OP describes a deep neural network operation. OP contains kind, attribute, and input and output logical tensor.

Conv op contains format attributes for both activation and weight tensor, to indicate the semantics of each dimension of tensors. For example, the 2D conv may specify the dimension order is either NHWC or NCHW. oneDNN Graph uses one letter X to generalize all the spatial dimensions so NXC or NCX are used for the last example.
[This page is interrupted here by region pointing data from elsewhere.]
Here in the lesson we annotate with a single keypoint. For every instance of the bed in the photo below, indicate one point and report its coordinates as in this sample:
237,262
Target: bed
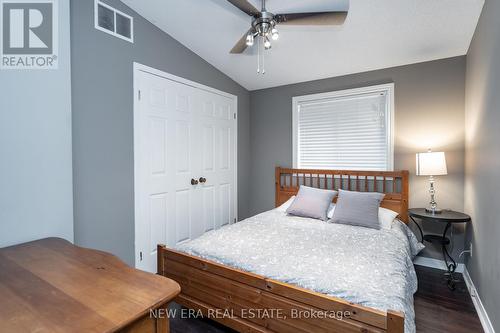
276,273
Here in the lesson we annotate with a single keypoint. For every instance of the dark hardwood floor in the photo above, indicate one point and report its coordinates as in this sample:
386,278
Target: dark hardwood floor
437,309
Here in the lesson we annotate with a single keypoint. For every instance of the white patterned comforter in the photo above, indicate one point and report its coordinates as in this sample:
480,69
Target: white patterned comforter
365,266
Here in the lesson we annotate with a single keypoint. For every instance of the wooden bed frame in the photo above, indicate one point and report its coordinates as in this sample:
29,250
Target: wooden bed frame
248,302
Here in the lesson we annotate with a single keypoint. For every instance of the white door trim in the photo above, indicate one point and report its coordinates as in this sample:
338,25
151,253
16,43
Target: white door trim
137,67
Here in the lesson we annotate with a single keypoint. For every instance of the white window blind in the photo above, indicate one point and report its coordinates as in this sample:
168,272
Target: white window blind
346,130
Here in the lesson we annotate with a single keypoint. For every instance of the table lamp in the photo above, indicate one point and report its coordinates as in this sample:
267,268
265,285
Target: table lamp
431,164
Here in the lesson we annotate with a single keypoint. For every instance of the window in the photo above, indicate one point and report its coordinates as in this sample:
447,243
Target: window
345,130
113,21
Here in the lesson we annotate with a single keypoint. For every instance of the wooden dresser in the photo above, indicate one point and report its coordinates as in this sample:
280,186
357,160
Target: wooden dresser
52,286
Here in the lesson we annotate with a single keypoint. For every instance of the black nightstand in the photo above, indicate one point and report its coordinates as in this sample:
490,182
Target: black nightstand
449,217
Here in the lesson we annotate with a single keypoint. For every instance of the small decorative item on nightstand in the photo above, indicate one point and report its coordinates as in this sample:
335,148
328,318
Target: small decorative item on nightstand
431,164
449,217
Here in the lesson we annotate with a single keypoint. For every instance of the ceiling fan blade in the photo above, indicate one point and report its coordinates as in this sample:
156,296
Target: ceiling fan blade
317,18
241,45
244,6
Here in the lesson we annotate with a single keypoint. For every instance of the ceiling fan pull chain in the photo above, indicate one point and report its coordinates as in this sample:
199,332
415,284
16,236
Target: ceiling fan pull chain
258,55
263,56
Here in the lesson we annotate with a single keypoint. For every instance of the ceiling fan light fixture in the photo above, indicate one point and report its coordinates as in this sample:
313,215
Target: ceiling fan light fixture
275,34
250,39
267,43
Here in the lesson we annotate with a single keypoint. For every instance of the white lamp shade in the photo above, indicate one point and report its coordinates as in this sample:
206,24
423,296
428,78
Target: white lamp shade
431,164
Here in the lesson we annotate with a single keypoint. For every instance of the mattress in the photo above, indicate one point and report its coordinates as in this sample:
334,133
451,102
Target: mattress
373,268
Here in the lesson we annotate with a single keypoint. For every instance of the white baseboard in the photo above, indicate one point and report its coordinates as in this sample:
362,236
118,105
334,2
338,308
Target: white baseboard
435,263
481,311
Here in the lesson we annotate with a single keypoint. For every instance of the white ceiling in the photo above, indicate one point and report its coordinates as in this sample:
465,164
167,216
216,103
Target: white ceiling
376,34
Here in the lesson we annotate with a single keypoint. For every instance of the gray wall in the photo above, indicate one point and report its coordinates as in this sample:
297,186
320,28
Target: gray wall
429,112
35,149
103,154
483,158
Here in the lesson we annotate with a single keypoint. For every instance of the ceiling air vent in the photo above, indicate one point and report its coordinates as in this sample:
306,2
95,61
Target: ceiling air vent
113,22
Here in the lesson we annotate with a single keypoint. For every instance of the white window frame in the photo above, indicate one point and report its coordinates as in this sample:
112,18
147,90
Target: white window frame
115,11
382,88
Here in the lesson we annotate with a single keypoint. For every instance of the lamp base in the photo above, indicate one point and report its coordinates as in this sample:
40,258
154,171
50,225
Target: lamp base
433,211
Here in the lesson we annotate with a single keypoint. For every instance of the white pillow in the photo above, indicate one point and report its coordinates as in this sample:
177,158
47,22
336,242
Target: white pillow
285,206
385,216
330,211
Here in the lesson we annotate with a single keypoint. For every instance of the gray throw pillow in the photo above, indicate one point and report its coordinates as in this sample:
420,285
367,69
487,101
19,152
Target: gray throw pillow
358,208
312,202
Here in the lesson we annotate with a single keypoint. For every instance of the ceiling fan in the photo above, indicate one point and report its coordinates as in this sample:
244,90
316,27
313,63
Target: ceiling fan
264,24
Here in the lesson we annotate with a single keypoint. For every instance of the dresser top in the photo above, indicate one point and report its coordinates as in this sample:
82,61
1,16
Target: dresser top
50,285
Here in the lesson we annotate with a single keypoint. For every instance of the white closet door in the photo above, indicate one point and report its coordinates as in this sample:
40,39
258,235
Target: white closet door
182,134
217,161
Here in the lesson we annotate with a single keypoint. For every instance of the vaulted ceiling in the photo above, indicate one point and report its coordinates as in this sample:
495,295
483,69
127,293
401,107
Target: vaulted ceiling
376,34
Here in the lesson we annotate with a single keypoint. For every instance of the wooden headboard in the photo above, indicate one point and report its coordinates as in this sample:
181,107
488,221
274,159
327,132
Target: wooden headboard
393,183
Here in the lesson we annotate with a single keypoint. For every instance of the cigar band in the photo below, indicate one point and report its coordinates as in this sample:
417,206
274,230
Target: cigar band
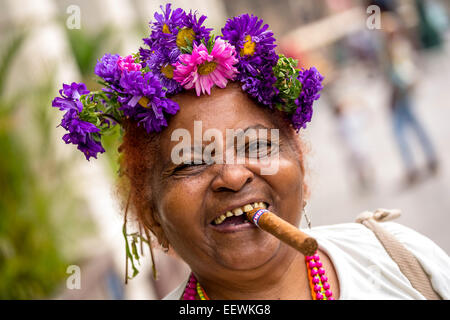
258,215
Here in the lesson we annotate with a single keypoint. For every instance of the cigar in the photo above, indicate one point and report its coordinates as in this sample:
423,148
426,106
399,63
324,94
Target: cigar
283,230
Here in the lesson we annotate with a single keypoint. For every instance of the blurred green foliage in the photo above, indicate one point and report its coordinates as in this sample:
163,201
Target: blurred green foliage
40,214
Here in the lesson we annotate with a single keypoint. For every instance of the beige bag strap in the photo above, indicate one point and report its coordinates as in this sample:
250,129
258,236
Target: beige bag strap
406,261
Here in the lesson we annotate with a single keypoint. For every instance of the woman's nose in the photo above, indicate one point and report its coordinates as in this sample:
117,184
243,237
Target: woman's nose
232,177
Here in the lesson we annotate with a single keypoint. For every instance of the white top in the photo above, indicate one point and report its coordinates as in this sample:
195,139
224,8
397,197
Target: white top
363,267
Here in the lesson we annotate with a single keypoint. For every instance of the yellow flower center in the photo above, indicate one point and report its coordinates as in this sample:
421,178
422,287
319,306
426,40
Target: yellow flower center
185,35
167,71
206,68
166,28
249,47
144,102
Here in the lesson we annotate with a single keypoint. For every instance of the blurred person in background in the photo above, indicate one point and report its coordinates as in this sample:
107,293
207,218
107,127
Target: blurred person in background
402,76
351,122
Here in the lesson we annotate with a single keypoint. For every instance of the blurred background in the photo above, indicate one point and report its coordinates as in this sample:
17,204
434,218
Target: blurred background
380,135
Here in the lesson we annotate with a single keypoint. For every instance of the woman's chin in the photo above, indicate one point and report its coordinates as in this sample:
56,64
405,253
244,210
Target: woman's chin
250,255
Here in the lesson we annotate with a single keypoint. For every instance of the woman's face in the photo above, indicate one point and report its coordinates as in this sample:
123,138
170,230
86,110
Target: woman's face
188,198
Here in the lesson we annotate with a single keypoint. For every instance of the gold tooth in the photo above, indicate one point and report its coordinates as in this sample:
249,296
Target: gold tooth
238,211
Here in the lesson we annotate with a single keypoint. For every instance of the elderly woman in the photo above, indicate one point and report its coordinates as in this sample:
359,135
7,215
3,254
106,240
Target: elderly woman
210,133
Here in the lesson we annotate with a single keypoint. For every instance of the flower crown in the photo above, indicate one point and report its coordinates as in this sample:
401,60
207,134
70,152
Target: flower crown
183,54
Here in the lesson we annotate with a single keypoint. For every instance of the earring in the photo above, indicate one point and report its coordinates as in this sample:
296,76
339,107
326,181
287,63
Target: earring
307,218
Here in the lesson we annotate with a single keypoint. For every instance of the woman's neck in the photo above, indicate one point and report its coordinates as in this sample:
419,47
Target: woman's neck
284,278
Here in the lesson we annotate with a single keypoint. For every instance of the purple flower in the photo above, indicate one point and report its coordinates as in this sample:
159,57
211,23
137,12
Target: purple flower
144,55
165,28
107,68
146,100
161,63
256,47
70,97
175,29
311,81
196,25
82,133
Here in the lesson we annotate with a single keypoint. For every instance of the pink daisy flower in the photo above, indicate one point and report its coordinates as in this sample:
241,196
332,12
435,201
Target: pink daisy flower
128,63
203,70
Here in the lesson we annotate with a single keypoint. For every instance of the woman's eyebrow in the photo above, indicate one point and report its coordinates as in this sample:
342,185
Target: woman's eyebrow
195,149
256,126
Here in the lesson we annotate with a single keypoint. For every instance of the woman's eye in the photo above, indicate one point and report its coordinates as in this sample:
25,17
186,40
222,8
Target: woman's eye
259,149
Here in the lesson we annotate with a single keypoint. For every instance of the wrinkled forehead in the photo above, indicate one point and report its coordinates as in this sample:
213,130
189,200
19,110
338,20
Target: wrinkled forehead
225,109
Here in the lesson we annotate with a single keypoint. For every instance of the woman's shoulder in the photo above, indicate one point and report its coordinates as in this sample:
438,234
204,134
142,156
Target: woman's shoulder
357,248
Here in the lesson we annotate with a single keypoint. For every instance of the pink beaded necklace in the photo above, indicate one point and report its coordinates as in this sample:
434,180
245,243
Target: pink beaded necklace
318,282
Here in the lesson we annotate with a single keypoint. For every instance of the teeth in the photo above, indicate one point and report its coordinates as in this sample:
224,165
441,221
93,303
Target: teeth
239,211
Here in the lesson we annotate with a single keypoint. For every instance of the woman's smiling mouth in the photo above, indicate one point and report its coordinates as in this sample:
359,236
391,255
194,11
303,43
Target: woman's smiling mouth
235,220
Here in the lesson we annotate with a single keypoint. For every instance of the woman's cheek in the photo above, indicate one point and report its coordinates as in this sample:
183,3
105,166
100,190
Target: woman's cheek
180,204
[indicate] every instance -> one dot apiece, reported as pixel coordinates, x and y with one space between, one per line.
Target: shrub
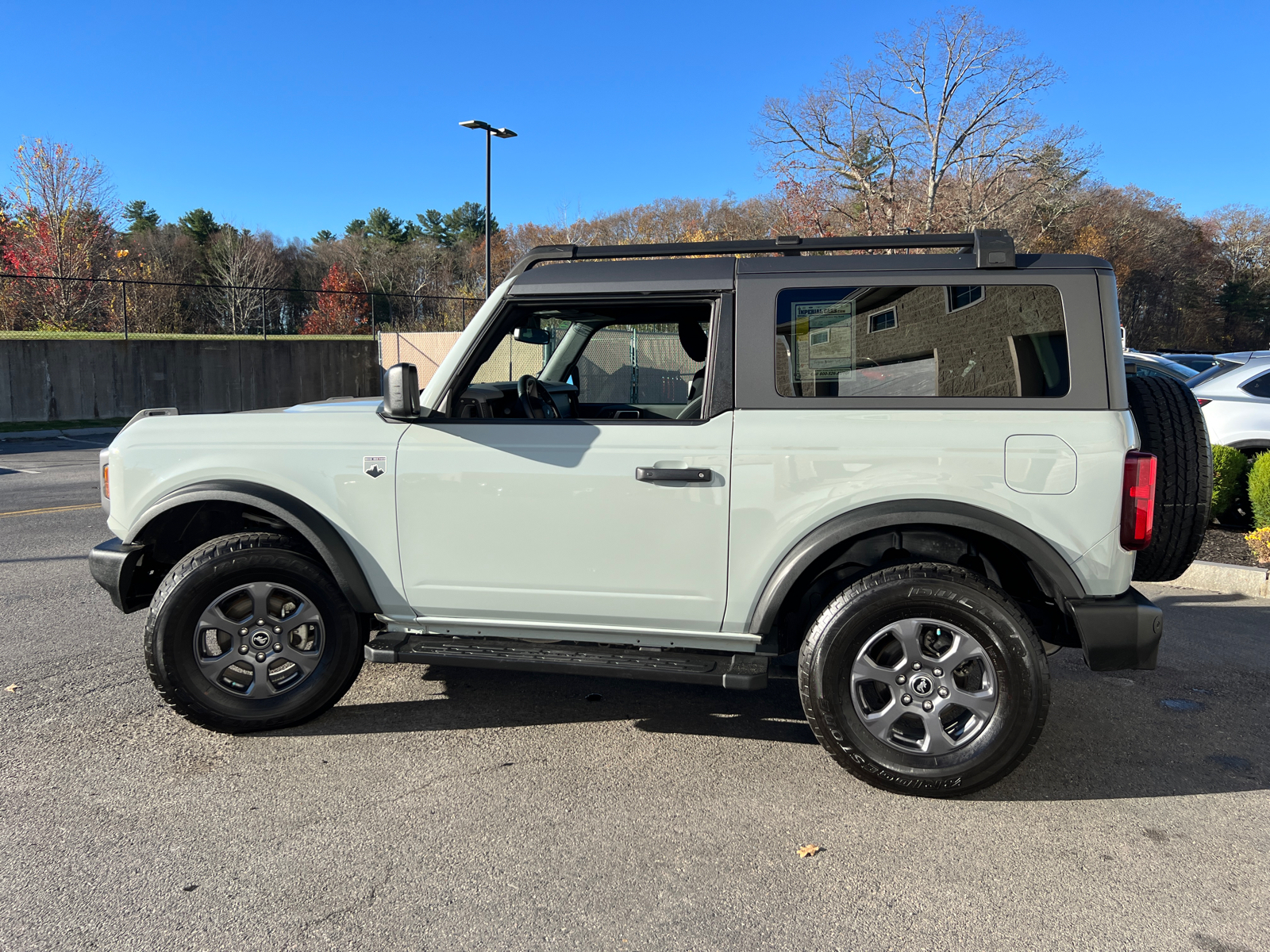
1229 467
1259 541
1259 490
Users should guarantee the OP ID is unique within the graph which the OP is added to.

class op {
/// Constructs an OP object
///
/// @param id The unique id of this op
/// @param akind The op kind specifies which computation is represented by
///     the op, such as Convolution and ReLU.
/// @param debug_string The string added for debug
op(size_t id, kind akind, const std::string &debug_string);
 
/// Contructs an Op object based on input/output tensors and attributes
///
/// @param id The unique id of this op.
/// @param akind The op kind specifies which computation is represented by
///     this op, such as Convolution and ReLU.
/// @param inputs Input logical tensor to be bound to this op.
/// @param outputs Output logical tensor to be bound to this op
/// @param debug_string The string added for debug
op(size_t id, kind akind, const std::vector<logical_tensor> &inputs,
        const std::vector<logical_tensor> &outputs,
        const std::string &debug_string);

/// Adds input logical tensor to the op
///
/// @param t Input logical tensor
void add_input(const logical_tensor &t);
 
/// Adds input logical tensors to the op
///
/// @param ts The list of input logical tensors
void add_inputs(const std::vector<logical_tensor> &ts);
 
/// Adds output logical tensor to the op
///
/// @param t Output logical tensor
void add_output(const logical_tensor &t);
 
/// Adds output logical tensors to the op
///
/// @param t The list of output logical tensors
void add_outputs(const std::vector<logical_tensor> &ts);

/// Sets the attribute according to the name and type (int64_t)
///
/// @tparam Type Attribute's type
/// @param name Attribute's name
/// @param a The attribute's value
/// @returns The Op self
template <typename Type,
        requires<std::is_same<Type, int64_t>::value> = true>
op &set_attr(const std::string &name, const Type &a);

/// Sets the attribute according to the name and type (float)
///
/// @tparam Type Attribute's type
/// @param name Attribute's name
/// @param a The attribute's value
/// @returns The Op self
template <typename Type, requires<std::is_same<Type, float>::value> = true>
op &set_attr(const std::string &name, const Type &a);

/// Sets the attribute according to the name and type (bool)
///
/// @tparam Type Attribute's type
/// @param name Attribute's name
/// @param a The attribute's value
/// @returns The Op self
template <typename Type, requires<std::is_same<Type, bool>::value> = true>
op &set_attr(const std::string &name, const Type &a);

/// Sets the attribute according to the name and type (string)
///
/// @tparam Type Attribute's type
/// @param name Attribute's name
/// @param a The attribute's value
/// @returns The Op self
template <typename Type,
        requires<std::is_same<Type, std::string>::value> = true>
op &set_attr(const std::string &name, const Type &a);

/// Sets the attribute according to the name and type
/// (std::vector<int64_t>)
///
/// @tparam Type Attribute's type
/// @param name Attribute's name
/// @param a The attribute's value
/// @returns The Op self
template <typename Type,
        requires<std::is_same<Type, std::vector<int64_t>>::value> = true>
op &set_attr(const std::string &name, const Type &a);

/// Sets the attribute according to the name and type
/// (std::vector<float>)
///
/// @tparam Type Attribute's type
/// @param name Attribute's name
/// @param a The attribute's value
/// @returns The Op self
template <typename Type,
        requires<std::is_same<Type, std::vector<float>>::value> = true>
op &set_attr(const std::string &name, const Type &a);

/// Returns the string format of the Op id and kind
///
/// @returns Op id and kind in string format
std::string to_string() const;
};

Graph#

Graph contains a set of OPs. add_op() adds an OP and its logical tensors to a graph. oneDNN Graph implementation accumulates the OPs and logical tensors and constructs and validates the graph as internal state. During add_op(), the target OP will be validated against its schema. Once the validation fails, an exception will be thrown out from the API. When allow_exception=false is specified, add_op() call returns a status. It is the user’s responsibility to handle the error either by checking the return value of the API or handling the exception.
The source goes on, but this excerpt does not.